App Developers Get Royal Treatment As Tech's New Kingmakers
Published on: 12th Jun 2014
Note -- this news article is more than a year old.
When Asus announced its first Android smartphones several months ago, the top five PC maker played up the product line's range of sizes, a new interface called ZenUI and an array of striking pastel colors.
But the company's announcement also included mention of a factory-installed feature that it didn't even make -- an app called Omlet Chat that was developed by MobiSocial, a startup comprising Stanford University computer science Professor Monica Lam and three doctoral students.
The deal meant "huge PR" for MobiSocial, Lam said. But she also sees the app as critical to the success of the launch: "They should pay us. It was a way to strengthen the company's foothold in mobile by giving users a way to exchange messages and photos without joining an external network - a capability that's particularly appealing to those concerned about privacy."
It's become a truism in the mobile world: An app ecosystem can make or break a device or an operating system. "Content is king when it comes to these devices because that's how the devices come to life," said Steve Augustine, manager of the Android developer initiative at Intel.
Developers have become, in the words of author and analyst Stephen O'Grady's 2013 book, "The New Kingmakers". The new development is that they're increasingly being courted not only by the likes of Apple and Google, but also chipmakers such as Intel, who want more apps to run natively on their hardware.
Building a following of app builders
At Intel, courting developers involves an extensive outreach program that's designed to foster a relationship with the developer community at large, a diverse group that ranges from established players hunting for the next business opportunity to weekend hobbyists chasing a dream.
"You also have to capture the hearts and minds of those folks in their garage because you don't know what's going to be the next big thing," Augustine said.
Intel has built an entire program around recruiting and supporting Android developers as the company seeks to get more of its x86 chips into smartphones and tablets running Google's mobile OS. While Intel powers only a handful of phones today, including the Asus ZenFone, there are a growing number of Intel-based tablets available. The company recently said there are over 130 tablet designs either on the market or coming to market from multiple manufacturers. Many of these will run Android.
Despite the fact that most Android apps are not written natively to run on Intel, the company says the vast majority of Android applications run fine on Intel devices using a unique bridging technology. Still, Intel wants more developers to write native code for the company's chips to eliminate the need for any bridging.
Augustine says developers need to know that Intel will offer support to help enable more and more applications optimized around Intel.
Intel's effort to win over developers has come in the form of developer tools, code samples, technical support and meetups. Augustine said he was taken aback when a Saturday meetup in Santa Clara, California overflowed an auditorium. In organizing Silicon Valley meetups and sponsoring major conferences, as it did at AnDevCon in Boston over Memorial Day weekend, Intel is attempting to foster closer affiliation by sharing expertise.
"This group of people is extremely hungry to learn," Augustine said. "They have this appetite that I don't think people really understand."
Selling tech to techies
This desire for information also stems from an unprecedented level of competition that has led developers to seek new ways to simplify the process of producing mobile apps.
"It's never been easier to self-publish software," said Geoff Warren-Boulton, founder of Appt.ly, which produces apps that allow users to doctor photos with fake beards, vampire fangs and other facial features. "But the competition is insane."
So while there are still examples such as Snapchat achieving a multibillion-dollar valuation based on its picture sharing app, more than 90 percent of apps are currently free, according to the market research firm Gartner. That number is only expected to increase in coming years. Of the apps that generate revenue, only 10 percent generate revenue of $1,250 per day, or roughly $450,000 per year.

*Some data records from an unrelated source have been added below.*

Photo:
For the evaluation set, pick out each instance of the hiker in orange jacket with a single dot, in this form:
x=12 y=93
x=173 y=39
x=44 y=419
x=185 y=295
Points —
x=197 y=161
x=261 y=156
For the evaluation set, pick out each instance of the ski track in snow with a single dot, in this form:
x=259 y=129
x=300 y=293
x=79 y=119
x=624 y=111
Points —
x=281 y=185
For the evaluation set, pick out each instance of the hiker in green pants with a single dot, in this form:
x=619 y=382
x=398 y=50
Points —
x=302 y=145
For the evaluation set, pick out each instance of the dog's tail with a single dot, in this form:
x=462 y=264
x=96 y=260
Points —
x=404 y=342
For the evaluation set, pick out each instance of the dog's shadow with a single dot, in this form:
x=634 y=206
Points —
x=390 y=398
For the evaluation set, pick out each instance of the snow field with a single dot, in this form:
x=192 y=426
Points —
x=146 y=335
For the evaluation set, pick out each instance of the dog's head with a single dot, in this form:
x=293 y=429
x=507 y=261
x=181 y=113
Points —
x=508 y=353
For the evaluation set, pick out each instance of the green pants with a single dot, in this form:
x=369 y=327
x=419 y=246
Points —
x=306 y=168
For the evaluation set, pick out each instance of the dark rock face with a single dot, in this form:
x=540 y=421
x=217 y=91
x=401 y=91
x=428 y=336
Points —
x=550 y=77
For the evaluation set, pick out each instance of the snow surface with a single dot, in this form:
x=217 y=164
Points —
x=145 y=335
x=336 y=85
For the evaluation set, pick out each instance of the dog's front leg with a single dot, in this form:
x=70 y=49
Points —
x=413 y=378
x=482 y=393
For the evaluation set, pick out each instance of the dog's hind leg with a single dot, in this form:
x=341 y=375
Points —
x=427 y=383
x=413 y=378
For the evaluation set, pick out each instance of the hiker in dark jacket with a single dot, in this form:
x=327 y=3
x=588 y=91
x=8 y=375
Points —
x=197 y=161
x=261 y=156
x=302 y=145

Developers' desire for an edge has given rise to a cottage industry of software development platforms and engines whose existence is also linked to the whims of the developers to whom they sell.
Warren-Boulton said software development platforms are directly courting developers to adopt their solutions through email, pitches at conferences and online ads. Appt.ly routinely talks to the major platform providers, as the good ones offer intuitive plug-and-play tools.
One visible impact of the drive of platform vendors to attract developers has been the decline of HTML5 as a development platform. Although it can be used to create apps across ecosystems, the number of developers who reported they were "very interested" in HTML5 declined to 59.9 percent in November of 2013 from a high of 72.7 percent in July 2012, according to the Q4 2013 Mobile Trends Report by Appcelerator and IDC that surveyed 6,698 mobile developers.
Vendors just don't make supporting HTML5 a priority, preferring to push their own operating systems, according to the report.
Seeking an advantage in the gaming space, Appt.ly plans to build more apps on Unity, a cross-platform engine that allows developers to use a single batch of code to produce near-finished versions of apps compatible with numerous operating systems, gaming consoles and browsers.
Making life simpler for developers is a popular lure to get app makers to buy into different approaches to mobile computing. This tactic can have a snowball effect as developers who become early adopters do the hard work of resolving bugs and creating new workflows - tasks that developers in the next wave won't have to worry about.
"They should love people like us," Lam, the Stanford professor and developer, said of Intel.